10 Ways to Keep Farm Fresh Fruits and Vegetables for the Winter Months
Garlic Bread (Photo by Glenn Koenig/Los Angeles Times via Getty Images)
Butters: Compound and Fruit
Compound butter and fruit butter don’t have much in common aside from the word butter and the fact that you can spread them on things. The former, compound butter, is actual butter combined with fresh herbs. The latter, fruit butter, does not actually contain butter. It’s fruit that’s cooked so long it takes on the consistency of room-temperature butter.

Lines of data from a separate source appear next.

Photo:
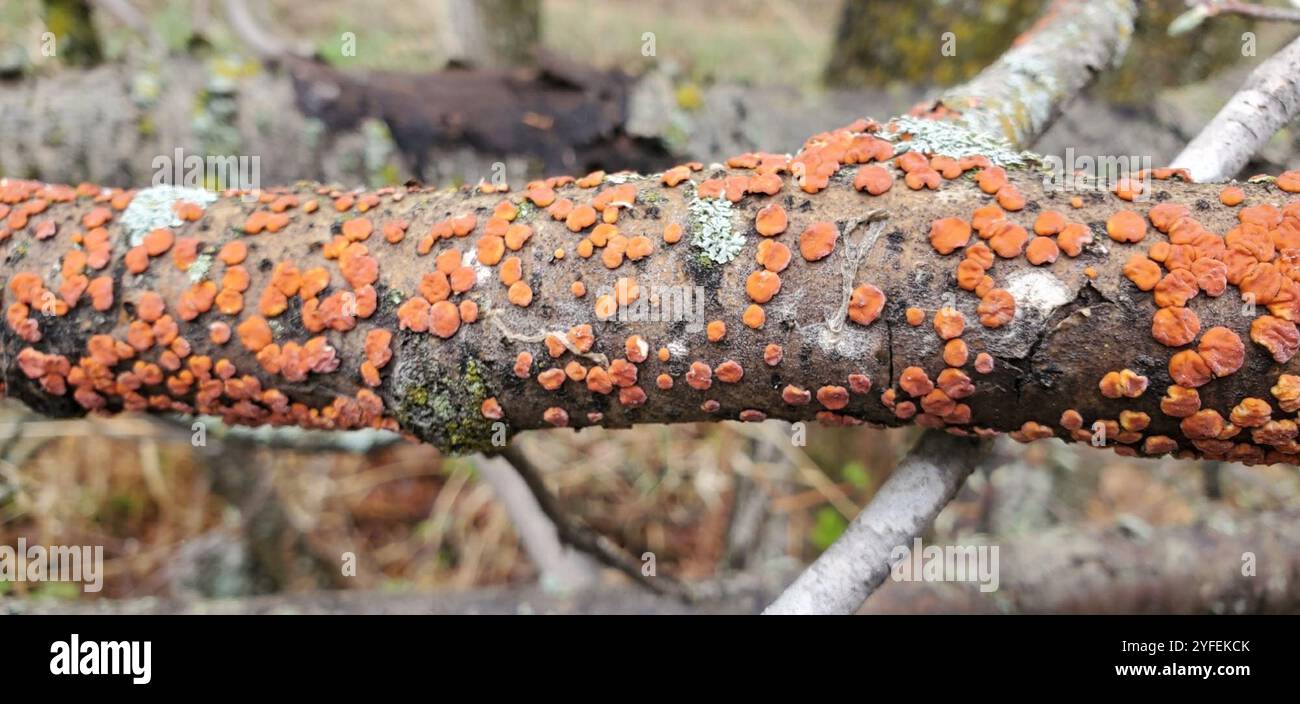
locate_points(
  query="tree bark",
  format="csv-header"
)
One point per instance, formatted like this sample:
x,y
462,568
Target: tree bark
x,y
303,120
1265,104
1069,330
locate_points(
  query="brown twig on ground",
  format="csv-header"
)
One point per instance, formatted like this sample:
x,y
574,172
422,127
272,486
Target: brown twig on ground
x,y
577,534
850,569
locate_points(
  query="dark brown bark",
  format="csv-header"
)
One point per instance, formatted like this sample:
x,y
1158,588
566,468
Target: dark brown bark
x,y
306,120
1067,333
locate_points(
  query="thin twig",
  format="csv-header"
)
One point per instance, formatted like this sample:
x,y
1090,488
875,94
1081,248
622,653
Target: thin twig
x,y
906,504
1268,100
581,537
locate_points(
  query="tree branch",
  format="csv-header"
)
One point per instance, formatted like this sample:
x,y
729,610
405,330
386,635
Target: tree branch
x,y
858,561
559,566
1248,120
1019,95
581,537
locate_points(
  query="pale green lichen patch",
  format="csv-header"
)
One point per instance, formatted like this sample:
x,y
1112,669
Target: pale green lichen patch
x,y
941,137
202,265
154,208
711,227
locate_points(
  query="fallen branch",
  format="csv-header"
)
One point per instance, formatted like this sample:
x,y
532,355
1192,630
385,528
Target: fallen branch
x,y
1268,101
559,566
859,560
573,531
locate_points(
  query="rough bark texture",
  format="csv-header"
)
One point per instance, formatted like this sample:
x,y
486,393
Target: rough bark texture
x,y
1069,329
858,561
1266,101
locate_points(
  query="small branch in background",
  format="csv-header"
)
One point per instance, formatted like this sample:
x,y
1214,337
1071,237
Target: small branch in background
x,y
559,565
1268,100
849,570
129,14
581,537
250,30
1246,9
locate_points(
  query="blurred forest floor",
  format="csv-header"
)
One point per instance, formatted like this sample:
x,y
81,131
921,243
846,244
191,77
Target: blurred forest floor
x,y
417,522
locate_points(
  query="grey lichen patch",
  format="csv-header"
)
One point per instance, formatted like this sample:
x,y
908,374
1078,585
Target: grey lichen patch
x,y
711,227
199,269
154,208
443,409
940,137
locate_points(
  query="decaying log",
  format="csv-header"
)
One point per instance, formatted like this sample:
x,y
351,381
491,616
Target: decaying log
x,y
1045,372
303,118
872,321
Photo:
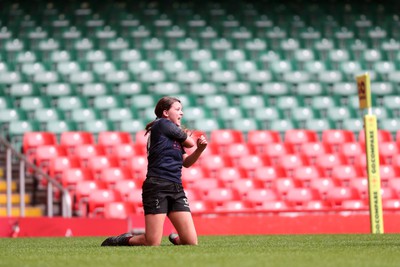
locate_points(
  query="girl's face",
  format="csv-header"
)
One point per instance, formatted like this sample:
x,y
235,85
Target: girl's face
x,y
175,113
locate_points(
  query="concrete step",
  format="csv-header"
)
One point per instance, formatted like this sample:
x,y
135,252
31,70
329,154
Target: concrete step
x,y
29,212
3,186
15,199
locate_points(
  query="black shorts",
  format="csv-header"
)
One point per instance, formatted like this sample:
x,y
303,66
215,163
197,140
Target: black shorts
x,y
161,196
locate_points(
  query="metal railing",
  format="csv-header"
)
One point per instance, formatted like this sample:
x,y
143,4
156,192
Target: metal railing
x,y
24,162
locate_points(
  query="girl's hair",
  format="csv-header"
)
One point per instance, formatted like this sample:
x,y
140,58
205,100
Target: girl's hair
x,y
164,103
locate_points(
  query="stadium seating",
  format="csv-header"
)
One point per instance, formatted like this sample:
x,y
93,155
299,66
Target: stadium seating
x,y
276,100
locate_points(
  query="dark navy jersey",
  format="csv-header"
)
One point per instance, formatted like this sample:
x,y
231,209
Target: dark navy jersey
x,y
165,151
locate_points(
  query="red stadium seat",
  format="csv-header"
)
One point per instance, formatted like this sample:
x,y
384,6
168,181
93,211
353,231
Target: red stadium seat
x,y
236,150
229,174
232,206
389,193
113,138
192,174
217,196
244,185
391,204
141,138
256,197
86,151
326,162
383,136
297,137
388,150
200,207
259,138
138,165
394,183
355,205
44,154
212,163
268,174
351,150
226,136
70,177
336,137
323,185
118,210
125,151
274,206
81,193
312,150
32,140
299,196
290,162
284,184
361,185
346,172
275,150
111,175
98,163
98,198
317,205
134,197
72,139
304,174
125,186
250,163
59,164
337,195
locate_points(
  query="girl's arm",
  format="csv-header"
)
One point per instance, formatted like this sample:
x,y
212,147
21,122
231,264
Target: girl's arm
x,y
189,160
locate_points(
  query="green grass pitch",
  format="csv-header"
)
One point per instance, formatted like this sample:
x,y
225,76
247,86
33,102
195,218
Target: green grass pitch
x,y
266,250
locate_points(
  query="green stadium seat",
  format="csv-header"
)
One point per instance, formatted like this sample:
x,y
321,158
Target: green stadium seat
x,y
84,114
9,78
319,125
69,103
340,113
383,68
17,129
131,126
392,102
353,124
282,125
29,69
323,47
91,90
96,126
128,89
254,48
208,125
106,102
167,88
44,115
9,115
266,114
274,89
392,125
6,102
59,126
267,59
238,89
301,114
56,90
32,103
245,125
18,90
142,101
350,69
66,68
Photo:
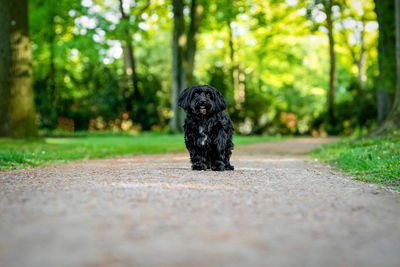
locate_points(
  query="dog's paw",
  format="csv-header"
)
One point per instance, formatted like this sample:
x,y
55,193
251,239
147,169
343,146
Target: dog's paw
x,y
218,168
229,167
199,167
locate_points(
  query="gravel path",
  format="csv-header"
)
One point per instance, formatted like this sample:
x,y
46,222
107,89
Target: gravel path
x,y
276,209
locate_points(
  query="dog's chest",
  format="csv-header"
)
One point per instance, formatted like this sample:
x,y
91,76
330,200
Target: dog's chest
x,y
203,135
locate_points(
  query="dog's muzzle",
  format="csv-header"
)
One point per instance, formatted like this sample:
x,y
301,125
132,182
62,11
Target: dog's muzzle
x,y
202,107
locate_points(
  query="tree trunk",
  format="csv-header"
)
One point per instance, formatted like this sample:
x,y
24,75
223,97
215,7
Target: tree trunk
x,y
195,17
130,62
392,121
52,42
17,108
332,71
178,72
386,47
361,62
234,69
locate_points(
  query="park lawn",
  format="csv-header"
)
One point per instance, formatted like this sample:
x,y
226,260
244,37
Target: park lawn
x,y
22,154
375,160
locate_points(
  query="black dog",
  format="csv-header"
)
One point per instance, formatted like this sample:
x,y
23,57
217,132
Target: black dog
x,y
208,129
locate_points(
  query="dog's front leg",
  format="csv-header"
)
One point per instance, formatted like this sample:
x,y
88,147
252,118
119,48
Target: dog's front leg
x,y
218,154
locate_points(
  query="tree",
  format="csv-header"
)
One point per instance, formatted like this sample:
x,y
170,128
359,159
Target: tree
x,y
332,56
178,71
392,121
17,109
196,11
386,47
130,61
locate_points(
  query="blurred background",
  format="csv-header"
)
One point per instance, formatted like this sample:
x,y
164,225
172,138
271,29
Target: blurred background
x,y
297,67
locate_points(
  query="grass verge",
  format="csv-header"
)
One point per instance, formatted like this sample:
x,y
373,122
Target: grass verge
x,y
375,160
22,154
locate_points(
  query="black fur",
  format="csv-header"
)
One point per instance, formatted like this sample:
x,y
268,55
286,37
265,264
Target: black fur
x,y
208,129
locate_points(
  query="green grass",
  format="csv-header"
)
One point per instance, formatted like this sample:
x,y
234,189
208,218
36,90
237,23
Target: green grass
x,y
22,154
375,160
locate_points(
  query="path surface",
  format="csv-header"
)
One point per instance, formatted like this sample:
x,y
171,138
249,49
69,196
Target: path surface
x,y
276,209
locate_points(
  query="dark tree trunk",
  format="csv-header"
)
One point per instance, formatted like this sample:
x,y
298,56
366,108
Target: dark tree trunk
x,y
234,69
386,47
196,11
332,71
178,72
52,40
130,62
17,109
392,121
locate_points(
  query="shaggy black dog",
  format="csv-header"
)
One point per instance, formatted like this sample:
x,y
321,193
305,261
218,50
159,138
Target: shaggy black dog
x,y
208,129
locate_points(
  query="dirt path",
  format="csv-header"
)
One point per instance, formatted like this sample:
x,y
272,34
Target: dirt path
x,y
276,209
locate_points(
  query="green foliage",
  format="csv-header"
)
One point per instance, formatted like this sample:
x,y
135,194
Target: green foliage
x,y
280,60
21,154
375,160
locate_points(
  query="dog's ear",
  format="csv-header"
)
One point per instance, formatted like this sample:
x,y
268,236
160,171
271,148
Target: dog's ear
x,y
220,104
184,98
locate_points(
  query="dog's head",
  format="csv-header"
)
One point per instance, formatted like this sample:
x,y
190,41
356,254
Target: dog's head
x,y
201,100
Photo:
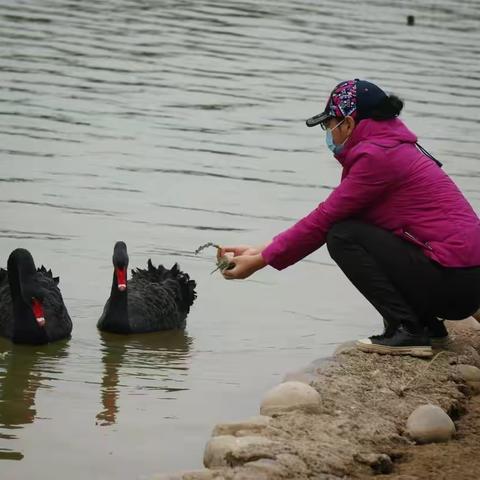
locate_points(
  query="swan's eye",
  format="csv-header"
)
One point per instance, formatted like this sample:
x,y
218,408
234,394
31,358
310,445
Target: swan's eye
x,y
121,273
37,309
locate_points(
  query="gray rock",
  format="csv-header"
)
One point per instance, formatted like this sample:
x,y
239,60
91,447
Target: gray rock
x,y
379,462
221,450
346,347
288,396
429,423
469,373
254,425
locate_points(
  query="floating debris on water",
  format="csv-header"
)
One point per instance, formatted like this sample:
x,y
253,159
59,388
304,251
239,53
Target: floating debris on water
x,y
223,262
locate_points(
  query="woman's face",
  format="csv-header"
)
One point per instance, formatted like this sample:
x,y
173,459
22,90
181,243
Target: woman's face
x,y
344,129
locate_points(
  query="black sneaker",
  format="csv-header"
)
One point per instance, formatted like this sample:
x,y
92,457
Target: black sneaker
x,y
437,333
401,342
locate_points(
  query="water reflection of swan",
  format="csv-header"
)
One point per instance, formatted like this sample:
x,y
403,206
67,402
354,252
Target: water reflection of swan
x,y
23,370
155,356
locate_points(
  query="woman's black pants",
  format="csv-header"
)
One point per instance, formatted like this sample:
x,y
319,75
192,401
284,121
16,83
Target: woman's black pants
x,y
399,280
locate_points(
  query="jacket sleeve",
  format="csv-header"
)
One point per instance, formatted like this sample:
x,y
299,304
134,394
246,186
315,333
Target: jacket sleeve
x,y
368,179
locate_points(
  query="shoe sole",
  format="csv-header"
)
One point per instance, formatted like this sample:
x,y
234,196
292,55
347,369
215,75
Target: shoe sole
x,y
422,352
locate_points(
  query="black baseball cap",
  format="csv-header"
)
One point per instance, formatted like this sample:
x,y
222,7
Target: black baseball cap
x,y
357,98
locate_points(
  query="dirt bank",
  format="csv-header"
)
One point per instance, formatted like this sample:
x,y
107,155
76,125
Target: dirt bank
x,y
357,430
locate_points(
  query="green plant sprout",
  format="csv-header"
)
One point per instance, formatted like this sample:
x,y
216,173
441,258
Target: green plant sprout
x,y
223,262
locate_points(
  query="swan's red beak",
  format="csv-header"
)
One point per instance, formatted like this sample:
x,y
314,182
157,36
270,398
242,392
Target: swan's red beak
x,y
121,278
37,309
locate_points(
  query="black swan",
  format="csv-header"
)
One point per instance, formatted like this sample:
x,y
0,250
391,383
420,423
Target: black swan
x,y
154,299
31,305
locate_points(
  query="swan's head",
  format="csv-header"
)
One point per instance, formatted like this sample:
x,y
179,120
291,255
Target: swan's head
x,y
120,264
32,294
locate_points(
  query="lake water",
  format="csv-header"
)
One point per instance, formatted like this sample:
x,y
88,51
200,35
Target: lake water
x,y
168,124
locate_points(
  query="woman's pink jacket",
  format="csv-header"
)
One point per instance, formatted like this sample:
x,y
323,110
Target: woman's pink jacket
x,y
388,182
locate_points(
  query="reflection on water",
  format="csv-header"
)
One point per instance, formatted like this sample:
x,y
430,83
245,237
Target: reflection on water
x,y
162,352
24,370
168,125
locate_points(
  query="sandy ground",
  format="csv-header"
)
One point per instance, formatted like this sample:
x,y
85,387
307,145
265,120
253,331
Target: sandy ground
x,y
365,402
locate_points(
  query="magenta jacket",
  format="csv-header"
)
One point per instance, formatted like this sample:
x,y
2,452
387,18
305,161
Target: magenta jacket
x,y
388,182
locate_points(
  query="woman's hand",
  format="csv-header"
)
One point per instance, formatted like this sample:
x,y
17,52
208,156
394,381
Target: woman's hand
x,y
245,265
238,250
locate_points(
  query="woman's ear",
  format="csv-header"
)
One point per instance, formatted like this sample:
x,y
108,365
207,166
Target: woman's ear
x,y
350,124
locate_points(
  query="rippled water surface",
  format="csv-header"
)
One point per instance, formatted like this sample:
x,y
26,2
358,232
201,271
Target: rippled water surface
x,y
169,124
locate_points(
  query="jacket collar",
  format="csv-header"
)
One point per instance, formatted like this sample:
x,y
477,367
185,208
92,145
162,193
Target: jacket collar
x,y
384,133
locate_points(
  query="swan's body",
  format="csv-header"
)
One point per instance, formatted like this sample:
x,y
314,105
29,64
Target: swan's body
x,y
31,305
153,299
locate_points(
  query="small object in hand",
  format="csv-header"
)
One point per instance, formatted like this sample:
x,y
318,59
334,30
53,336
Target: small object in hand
x,y
223,262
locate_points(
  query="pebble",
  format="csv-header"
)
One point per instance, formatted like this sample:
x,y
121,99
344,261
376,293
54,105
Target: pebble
x,y
429,423
221,449
288,396
470,375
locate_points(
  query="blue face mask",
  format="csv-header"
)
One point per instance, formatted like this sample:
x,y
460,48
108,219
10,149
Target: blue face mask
x,y
332,146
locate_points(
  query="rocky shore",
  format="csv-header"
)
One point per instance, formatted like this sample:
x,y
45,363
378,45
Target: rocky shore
x,y
357,415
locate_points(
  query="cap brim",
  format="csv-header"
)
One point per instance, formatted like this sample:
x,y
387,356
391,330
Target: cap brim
x,y
317,119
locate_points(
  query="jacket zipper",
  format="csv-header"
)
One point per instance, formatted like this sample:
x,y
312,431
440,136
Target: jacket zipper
x,y
417,241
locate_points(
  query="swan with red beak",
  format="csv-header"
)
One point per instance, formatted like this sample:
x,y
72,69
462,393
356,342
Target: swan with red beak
x,y
32,310
154,299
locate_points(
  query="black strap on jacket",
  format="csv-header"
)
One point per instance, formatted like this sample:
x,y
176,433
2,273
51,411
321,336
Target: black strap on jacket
x,y
429,155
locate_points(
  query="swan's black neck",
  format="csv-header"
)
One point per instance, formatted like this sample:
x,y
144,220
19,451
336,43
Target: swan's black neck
x,y
21,277
116,317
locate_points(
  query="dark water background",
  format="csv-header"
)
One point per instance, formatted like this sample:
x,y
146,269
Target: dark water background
x,y
169,124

There’s pretty much nothing easier to make than compound butter, unless you want to start by making your own butter. I don’t. Take a stick of butter and chop up some fresh herbs. Melt the butter. Stir in the herbs. Put the mixture into a container until it hardens. That’s it. Some chefs like to get all fancy and roll still-soft butter into a tube shape using plastic wrap. Then you can cut little butter coins to give away at Christmas and make all the children sad. A better idea is probably to melt the butter coins over hot steak, fish, vegetables or pasta. Even better: make garlic bread.
Fruit butter is more involved to make, but it is much healthier than a big log o’ butter. To make apple butter, you reduce down apples, sugar, some spices and either lemon juice or apple cider vinegar, until it’s the consistency of icing. This can take up to 8 hours, but you can use a slow cooker, and leave it and forget it. For more details, see this apple butter recipe from the always-dependable Better Homes and Gardens. It includes instructions for canning, but you can ignore that if you just plan to freeze it.